As an example managers can influence the behavior of their employees (and thus the performance of the organization) by taking into account factors such as the formal and informal structure, the planning, reward, control and information systems, their skills and personalities, and the relation of these to the environment. But on the other hand we have some questions about firm performance. Can a firm be over-differentiated in one area and under fractionated In another, but on the whole be just about right? In contrast, firm performance is an aggregate phenomenon. Numerous studies have demonstrated how changes in organizational structures, systems and practices have altered climate measures and hence individual performance .

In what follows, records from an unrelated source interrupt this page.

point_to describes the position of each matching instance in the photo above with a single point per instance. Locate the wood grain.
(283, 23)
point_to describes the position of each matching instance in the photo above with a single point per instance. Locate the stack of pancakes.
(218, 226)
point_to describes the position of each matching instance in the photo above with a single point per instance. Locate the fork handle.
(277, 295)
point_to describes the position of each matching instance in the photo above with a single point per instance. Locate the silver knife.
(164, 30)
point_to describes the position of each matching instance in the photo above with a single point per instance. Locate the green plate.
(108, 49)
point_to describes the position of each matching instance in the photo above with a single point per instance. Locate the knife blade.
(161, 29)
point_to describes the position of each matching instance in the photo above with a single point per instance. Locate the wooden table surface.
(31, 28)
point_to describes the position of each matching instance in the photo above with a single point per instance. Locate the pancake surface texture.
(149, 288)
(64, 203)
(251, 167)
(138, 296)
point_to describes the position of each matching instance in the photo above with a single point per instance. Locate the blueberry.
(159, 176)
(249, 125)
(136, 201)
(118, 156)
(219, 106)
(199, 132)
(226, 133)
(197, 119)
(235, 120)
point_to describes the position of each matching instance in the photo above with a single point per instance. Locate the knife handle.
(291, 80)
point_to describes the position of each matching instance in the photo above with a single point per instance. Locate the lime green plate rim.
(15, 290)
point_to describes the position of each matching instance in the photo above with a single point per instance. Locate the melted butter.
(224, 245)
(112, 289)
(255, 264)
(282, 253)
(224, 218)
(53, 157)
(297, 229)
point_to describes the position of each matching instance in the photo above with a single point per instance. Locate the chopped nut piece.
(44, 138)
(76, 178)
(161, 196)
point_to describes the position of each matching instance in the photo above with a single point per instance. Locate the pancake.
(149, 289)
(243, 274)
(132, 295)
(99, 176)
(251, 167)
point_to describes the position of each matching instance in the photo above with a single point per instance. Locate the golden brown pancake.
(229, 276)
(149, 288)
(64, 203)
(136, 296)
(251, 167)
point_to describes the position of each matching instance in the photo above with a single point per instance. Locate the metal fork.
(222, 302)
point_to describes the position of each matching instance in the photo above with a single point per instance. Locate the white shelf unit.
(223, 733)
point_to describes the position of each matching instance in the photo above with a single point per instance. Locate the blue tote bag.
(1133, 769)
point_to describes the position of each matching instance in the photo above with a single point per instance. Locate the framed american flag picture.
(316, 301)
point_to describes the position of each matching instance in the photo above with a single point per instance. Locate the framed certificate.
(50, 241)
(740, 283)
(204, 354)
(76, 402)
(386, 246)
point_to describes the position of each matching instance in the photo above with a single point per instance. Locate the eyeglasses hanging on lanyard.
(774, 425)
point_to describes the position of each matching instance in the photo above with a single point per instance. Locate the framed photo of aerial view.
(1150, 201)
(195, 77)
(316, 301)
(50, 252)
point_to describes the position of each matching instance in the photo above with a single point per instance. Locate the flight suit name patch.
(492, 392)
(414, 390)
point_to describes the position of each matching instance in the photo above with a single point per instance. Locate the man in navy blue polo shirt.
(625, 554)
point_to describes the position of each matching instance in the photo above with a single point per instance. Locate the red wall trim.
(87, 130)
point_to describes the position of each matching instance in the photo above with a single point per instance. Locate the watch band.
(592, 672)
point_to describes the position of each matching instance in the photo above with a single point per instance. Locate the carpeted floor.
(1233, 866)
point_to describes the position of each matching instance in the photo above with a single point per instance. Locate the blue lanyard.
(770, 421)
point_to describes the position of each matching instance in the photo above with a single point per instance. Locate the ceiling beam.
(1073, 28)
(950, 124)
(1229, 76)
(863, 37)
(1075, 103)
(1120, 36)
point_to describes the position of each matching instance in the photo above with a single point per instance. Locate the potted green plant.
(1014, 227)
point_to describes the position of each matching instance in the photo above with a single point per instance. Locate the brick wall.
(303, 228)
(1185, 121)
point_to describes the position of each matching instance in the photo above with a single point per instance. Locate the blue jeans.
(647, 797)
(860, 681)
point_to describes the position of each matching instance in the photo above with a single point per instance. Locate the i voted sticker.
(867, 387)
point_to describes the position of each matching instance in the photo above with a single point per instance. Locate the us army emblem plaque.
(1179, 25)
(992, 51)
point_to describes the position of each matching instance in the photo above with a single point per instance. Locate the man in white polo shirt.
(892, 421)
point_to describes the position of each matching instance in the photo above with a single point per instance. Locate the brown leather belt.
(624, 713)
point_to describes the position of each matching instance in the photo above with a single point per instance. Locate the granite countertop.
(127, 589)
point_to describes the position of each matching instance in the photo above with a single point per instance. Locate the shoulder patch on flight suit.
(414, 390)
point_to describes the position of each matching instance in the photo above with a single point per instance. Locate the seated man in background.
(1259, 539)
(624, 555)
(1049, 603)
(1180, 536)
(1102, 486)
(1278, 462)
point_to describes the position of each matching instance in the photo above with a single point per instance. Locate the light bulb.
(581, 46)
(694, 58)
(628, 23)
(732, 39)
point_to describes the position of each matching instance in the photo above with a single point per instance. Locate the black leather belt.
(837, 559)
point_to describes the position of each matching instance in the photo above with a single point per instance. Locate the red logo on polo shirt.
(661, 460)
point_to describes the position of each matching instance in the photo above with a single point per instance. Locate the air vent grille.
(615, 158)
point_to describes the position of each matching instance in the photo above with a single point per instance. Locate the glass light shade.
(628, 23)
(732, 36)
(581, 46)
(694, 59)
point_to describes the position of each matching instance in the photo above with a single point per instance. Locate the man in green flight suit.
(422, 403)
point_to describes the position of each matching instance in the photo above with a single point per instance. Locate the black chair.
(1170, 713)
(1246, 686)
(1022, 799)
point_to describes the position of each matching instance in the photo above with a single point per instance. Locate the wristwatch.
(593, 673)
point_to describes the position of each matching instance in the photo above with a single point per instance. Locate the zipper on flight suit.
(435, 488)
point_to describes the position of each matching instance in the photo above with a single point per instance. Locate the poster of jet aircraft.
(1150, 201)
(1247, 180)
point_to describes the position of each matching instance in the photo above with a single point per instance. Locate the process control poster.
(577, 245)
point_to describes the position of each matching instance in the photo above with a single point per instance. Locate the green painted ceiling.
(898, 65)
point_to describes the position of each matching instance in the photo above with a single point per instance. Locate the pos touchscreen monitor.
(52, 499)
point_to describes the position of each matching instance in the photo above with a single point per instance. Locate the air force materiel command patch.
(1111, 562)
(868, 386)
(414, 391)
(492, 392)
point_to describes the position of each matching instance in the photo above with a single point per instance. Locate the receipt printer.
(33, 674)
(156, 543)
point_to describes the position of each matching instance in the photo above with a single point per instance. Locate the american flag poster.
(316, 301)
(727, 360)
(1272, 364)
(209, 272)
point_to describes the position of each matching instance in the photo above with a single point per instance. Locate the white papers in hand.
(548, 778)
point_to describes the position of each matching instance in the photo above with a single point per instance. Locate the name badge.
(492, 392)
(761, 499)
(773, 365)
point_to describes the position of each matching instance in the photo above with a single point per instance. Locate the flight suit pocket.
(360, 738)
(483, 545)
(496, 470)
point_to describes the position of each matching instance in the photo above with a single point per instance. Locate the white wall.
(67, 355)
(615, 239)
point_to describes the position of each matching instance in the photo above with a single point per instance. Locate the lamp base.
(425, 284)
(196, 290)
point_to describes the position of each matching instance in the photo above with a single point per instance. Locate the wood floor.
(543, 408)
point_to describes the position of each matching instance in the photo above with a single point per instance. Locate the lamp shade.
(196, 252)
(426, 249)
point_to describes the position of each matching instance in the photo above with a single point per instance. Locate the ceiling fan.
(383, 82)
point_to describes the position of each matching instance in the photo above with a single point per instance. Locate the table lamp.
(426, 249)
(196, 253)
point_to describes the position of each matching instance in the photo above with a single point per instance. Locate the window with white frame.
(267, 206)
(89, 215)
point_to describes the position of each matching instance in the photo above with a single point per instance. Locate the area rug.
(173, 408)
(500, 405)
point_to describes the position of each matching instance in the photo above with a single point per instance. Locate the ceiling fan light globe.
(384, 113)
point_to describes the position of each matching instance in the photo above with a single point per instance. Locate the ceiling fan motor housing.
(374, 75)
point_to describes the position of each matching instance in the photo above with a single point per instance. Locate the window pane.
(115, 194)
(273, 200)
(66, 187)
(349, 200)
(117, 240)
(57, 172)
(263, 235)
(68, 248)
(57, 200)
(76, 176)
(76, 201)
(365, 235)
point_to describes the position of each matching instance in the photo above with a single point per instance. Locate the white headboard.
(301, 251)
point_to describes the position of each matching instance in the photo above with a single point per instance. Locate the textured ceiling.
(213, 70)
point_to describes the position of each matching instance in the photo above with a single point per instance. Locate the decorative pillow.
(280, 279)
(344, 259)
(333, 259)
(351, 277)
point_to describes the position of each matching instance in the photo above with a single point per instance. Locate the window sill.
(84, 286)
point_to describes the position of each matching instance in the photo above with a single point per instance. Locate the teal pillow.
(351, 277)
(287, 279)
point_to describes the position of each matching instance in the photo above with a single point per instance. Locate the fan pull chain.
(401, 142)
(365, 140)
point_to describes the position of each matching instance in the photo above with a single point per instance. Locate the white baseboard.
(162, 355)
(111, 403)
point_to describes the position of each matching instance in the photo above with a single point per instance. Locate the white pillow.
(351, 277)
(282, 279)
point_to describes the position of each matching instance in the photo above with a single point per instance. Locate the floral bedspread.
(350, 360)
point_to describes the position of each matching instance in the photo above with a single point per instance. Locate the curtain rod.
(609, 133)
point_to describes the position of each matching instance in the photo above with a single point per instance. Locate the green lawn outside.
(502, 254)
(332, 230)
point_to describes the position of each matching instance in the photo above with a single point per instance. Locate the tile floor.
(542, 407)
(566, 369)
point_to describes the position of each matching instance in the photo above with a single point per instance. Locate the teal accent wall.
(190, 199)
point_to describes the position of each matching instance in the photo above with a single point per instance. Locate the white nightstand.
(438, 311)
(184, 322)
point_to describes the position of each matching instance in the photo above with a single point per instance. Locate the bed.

Both organizational structure (p of control, size, levels) and organizational processes (performance reviews, budgeting, collaboration) were more closely associated with climate measures than with performance (both subjective and objective) measures, and that organizational climate was directly linked to performance. Other more clinical efforts have shown linkages between managerial practices and attributes or dimensions of organization climate and firm performance . Figure 1 illustrates the assumed causality Of the traditional climate model Of firm performance. This thesis has uncovered a number of interesting points, many of which are perceived to lend themselves to exam aspects for further research.
It would be interesting to obtain a more solid picture of our research and wows that research may provide an interesting basis for comparison with respect to the impact and consequences of Agency Theory and Firm performance within report governance mechanisms utilized today.